Only two studies are available on the impact of the carriage of the −251A IL-8 SNP allele for susceptibility to infection; both were conducted in patients with UTI. More precisely, Artifoni et al. studied a cohort of 265 children with UTI; they found that carriage of the A SNP allele increases the risk of infection of the upper urinary tract with an OR of 2.45 [9]. In their study, Javor et al. demonstrated that the carriage of this SNP increased the likelihood for recurrent attacks of UTI after the first episode of UTI by 62.7 % [18]. The results of both these studies seem to be discrepant compared to our findings. However, all patients with UTI enrolled in the present study had clinical signs of systemic inflammation aggravated or not by organ failures; the studies of Artifoni et al. [9] and Javor et al. [18] did not comprise a similar study population.

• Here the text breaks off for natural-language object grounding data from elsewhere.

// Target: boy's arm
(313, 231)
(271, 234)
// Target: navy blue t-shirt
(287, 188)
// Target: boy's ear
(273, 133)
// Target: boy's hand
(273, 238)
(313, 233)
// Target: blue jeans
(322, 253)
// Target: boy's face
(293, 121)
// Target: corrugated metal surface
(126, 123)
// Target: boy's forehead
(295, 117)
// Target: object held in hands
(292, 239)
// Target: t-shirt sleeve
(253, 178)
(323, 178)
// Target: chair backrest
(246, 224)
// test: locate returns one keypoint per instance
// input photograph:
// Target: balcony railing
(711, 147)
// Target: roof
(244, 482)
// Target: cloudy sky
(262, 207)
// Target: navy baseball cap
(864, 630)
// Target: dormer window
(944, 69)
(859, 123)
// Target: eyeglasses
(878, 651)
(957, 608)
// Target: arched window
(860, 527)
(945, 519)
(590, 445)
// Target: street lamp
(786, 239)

The only available observation that one specific gene may affect sepsis differently in relation to the underlying focus of infection comes from two studies in mice. In the first study, mice knock-out for both SR-A and CD36 genes encoding for the scavenger receptors SR-1 and CD36 on neutrophils underwent either lung infection by the intranasal instillation of Staphylococcus aureus or IAI by the intraperitoneal injection of S. aureus. The results revealed that the concomitant lack of genes was deleterious for lung infection and protective from intraperitoneal infection [19]. To the same end, mice knocked out for the IL-10 gene encoding for the anti-inflammatory cytokine IL-10 underwent experimental tularemia by the subcutaneous or intranasal instillation of Francisella tularensis. The absence of the IL-10 gene accelerated death by lung infection, whereas it protected against skin infection [6]. It is evident that studies with knockout mice for a specific gene are not comparable to studies of humans who carry SNPs for one gene. However, these recent animal results start to build the concept that one gene may have a different effect on the phenotype in relation to the studied type of infection and they provide, at least to some extent, indirect support on the individualized impact of SNPs in humans.

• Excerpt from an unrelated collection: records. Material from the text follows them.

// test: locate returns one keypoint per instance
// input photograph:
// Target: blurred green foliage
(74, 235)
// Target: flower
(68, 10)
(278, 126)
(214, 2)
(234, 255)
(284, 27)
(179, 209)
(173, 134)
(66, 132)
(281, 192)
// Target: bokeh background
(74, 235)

One question is how the studied SNP may affect disease severity. A study using splenocytes isolated from recent human cadavers by severe sepsis made it evident that immunosuppression is a common denominator in these patients. When splenocytes were ex vivo stimulated, they failed to produce adequate concentrations of proinflammatory cytokines [20]. As shown in CAP and IAI, where the SNP did not impact clinical severity, circulating IL-8 was similar in all genotypes. However, patients with the TT/TA genotype and UTI had lower circulating IL-8 than patients with the AA genotype. Circulating IL-8 remains unchangeable in these patients during the first 48 h. This finding is compatible with lower immunosuppression after UTI and explains the lower acquisition of severe disease. Contrary to patients with UTI, patients with the TT/TA genotype and BSI present with greater over-time increases of IL-8 than patients with the AA genotype. This is compatible with the greater frequency of severe sepsis/septic shock among these patients.

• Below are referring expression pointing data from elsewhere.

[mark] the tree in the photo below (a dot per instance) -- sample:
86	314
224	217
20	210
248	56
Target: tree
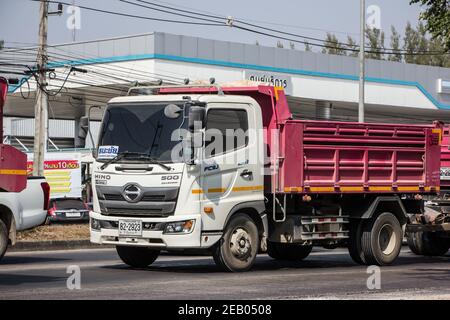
307	47
410	43
333	46
395	45
437	17
376	43
351	44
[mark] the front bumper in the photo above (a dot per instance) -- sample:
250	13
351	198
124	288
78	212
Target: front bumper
153	238
61	216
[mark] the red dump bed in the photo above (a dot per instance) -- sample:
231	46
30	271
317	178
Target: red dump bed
337	157
13	163
445	159
324	156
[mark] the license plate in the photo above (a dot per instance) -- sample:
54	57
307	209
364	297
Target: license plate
73	214
445	173
130	228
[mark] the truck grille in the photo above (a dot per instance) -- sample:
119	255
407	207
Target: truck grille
153	202
119	197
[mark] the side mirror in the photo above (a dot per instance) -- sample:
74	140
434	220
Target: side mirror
83	128
172	111
197	118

The present study is the first to provide clear-cut evidence that the nature of sepsis is individualized at a genetic level. The AA genotype of rs4074 of IL-8 modifies the severity of the infection developing after UTI. This is associated with a modulation of the SNP on cytokine production. It is evident that these findings can be conceived as a broadening of our understanding of the pathophysiology of sepsis and point towards the era of personalized medicine, where the genetic fingerprint of the host is of major importance.